Revue de la saison 1 de The Man in the High Castle: 'La construction du monde est superbe'

Les histoires alternatives – en particulier celles impliquant l'Allemagne qui a remporté la Seconde Guerre mondiale – sont dépassées dans la littérature de science-fiction. L'idée est passée du high-concept à la pulpe pure. La télévision a été lente à adopter le sous-genre, mais maintenant nous avons peut-être l'émission qui définira l'histoire alternative à la télévision, et c'est aussi loin d'être pulpeux que vous pourriez l'imaginer ; Le showrunner Frank Spotnitz a réussi à produire un spectacle encore plus austère que son précédent tube Millennium.





Il est adapté de The Man in the High Castle de Philip K Dick, un livre qui se déroule en 1962, après que la Seconde Guerre mondiale a été remportée par les puissances de l'Axe et que les États-Unis ont été divisés entre les nazis et les Japonais. Vous ne savez pas avec quoi les Italiens se sont retrouvés – l'île de Man ? La vie sous le fascisme va à peine rire une minute, bien sûr, mais il s'agit en fait d'un rire par saison au rythme actuel.

La construction du monde est superbe. Une partie du plaisir de la série est de voir une Amérique des années 60 où la domination nazie signifie que le rock 'n' roll n'a jamais eu lieu, les ourlets sont restés bas et l'adolescent n'a pas été inventé.

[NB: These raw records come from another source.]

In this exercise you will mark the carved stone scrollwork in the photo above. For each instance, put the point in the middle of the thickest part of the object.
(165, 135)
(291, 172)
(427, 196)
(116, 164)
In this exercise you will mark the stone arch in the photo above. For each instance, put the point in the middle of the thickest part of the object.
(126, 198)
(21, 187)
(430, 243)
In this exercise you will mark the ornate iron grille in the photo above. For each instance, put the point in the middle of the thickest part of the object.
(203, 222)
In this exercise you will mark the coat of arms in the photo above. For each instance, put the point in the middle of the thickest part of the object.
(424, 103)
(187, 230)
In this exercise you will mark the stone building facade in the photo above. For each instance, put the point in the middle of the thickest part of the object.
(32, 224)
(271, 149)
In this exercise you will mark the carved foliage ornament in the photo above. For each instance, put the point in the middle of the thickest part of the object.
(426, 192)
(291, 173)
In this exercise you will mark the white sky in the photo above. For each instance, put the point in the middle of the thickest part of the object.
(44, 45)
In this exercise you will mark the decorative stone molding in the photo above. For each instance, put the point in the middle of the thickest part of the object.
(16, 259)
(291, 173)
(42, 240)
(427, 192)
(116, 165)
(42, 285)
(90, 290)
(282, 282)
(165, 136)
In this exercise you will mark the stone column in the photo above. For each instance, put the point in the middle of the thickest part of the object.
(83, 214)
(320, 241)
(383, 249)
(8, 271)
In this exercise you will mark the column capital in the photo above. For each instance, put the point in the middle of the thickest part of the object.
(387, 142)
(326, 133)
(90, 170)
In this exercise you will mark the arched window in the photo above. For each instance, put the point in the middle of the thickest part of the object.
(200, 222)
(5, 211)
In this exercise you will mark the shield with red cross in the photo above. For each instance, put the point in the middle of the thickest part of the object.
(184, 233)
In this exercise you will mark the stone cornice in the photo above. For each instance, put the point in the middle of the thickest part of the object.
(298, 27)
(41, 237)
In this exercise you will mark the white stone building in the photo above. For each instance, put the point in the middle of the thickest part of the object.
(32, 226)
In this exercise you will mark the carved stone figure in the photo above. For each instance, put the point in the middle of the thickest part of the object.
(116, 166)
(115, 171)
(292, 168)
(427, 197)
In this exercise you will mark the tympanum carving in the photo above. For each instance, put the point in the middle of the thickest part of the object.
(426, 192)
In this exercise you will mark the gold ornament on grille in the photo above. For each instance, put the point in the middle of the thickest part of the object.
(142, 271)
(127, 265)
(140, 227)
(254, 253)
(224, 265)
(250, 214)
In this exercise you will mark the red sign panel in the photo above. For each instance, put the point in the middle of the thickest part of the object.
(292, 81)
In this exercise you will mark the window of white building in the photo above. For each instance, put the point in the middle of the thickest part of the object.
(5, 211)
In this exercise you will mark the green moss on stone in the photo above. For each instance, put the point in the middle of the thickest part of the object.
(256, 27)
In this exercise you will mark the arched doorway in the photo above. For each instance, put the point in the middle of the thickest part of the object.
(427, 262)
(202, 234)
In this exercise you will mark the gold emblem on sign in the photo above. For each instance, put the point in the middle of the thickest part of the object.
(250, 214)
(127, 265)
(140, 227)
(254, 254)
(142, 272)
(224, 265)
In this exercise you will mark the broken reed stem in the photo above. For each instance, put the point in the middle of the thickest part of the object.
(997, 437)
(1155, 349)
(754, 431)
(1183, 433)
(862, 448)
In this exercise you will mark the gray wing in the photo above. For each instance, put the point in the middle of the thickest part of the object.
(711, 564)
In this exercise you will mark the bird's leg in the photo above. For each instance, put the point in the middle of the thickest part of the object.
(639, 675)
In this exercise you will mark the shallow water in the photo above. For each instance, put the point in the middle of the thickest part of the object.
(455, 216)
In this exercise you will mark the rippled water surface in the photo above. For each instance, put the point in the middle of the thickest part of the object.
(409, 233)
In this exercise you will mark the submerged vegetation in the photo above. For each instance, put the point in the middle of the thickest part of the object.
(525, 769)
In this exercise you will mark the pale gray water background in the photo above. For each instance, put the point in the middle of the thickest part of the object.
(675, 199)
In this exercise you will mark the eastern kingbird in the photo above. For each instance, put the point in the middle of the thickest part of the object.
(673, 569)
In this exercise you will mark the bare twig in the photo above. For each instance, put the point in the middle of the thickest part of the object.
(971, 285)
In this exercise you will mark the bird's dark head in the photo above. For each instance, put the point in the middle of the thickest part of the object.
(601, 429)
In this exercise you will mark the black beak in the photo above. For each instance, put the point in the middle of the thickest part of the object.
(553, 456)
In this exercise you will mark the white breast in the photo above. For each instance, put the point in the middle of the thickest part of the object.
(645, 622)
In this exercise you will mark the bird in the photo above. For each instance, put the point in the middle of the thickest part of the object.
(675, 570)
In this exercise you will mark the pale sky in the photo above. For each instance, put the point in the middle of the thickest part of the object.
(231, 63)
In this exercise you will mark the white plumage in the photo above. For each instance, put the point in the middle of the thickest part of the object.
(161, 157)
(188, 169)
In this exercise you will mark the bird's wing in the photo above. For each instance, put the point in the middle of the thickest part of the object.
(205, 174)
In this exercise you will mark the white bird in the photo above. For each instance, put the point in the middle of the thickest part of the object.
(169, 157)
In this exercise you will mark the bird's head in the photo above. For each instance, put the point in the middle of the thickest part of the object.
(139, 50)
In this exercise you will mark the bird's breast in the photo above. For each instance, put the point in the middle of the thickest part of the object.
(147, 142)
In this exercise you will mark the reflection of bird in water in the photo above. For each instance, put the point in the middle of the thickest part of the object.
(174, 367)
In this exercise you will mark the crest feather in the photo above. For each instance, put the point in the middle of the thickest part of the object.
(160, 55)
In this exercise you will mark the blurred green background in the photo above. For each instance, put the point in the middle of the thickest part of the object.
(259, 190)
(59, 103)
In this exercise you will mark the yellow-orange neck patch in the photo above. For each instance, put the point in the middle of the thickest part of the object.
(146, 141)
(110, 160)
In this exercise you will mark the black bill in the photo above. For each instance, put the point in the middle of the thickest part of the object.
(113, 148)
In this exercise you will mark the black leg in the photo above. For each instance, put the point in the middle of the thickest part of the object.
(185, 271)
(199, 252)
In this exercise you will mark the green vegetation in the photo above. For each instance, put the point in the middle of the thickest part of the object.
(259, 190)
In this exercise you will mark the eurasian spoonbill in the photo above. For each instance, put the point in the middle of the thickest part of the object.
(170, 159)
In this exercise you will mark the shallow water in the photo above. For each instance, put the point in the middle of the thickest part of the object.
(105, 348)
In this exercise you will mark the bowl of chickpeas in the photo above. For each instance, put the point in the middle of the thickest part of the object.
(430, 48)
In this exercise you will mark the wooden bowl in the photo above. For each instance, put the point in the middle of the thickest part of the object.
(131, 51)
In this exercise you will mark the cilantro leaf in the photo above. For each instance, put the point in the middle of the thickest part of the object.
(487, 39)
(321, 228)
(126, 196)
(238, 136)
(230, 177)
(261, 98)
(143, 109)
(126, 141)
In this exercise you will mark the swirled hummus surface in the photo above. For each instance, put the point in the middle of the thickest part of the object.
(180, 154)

Certains des paysages urbains nazis sont un peu sur le nez, mais la représentation de la vie dans ce monde est souvent remarquablement subtile et pleinement réalisée.



Il y a une histoire de science-fiction ici, mais elle est à peu près confinée à la finale de la saison. La série est plus un thriller de la guerre froide dans un monde qui n'a jamais existé. Avec Hitler malade, la trêve difficile entre les Japonais et les nazis menace de s'effondrer dans la Troisième Guerre mondiale. Pendant ce temps, un couple américain qui vit sous les ordres des Japonais, Juliana et Frank, s'implique accidentellement dans la résistance, qui fait de la contrebande illégale films créés par un individu mystérieux : l'homme du haut château.

Il est impeccablement joué et regorge de personnages vifs et multicouches, de rebondissements déchirants et de moments sombres et sombres de la misère humaine. La saison s'affaisse légèrement au milieu, car l'intrigue perd son sens et devient dépendante de coïncidences pratiques et Juliana et Frank se déclarent à plusieurs reprises leur amour l'un pour l'autre dans des scènes d'intensité sanglotante, puis s'en vont pour poursuivre leurs propres agendas. Mais les trois premiers épisodes et les deux derniers sont tous de qualité cinq étoiles solide, vous pouvez donc pardonner avec plaisir le rembourrage de mi-saison.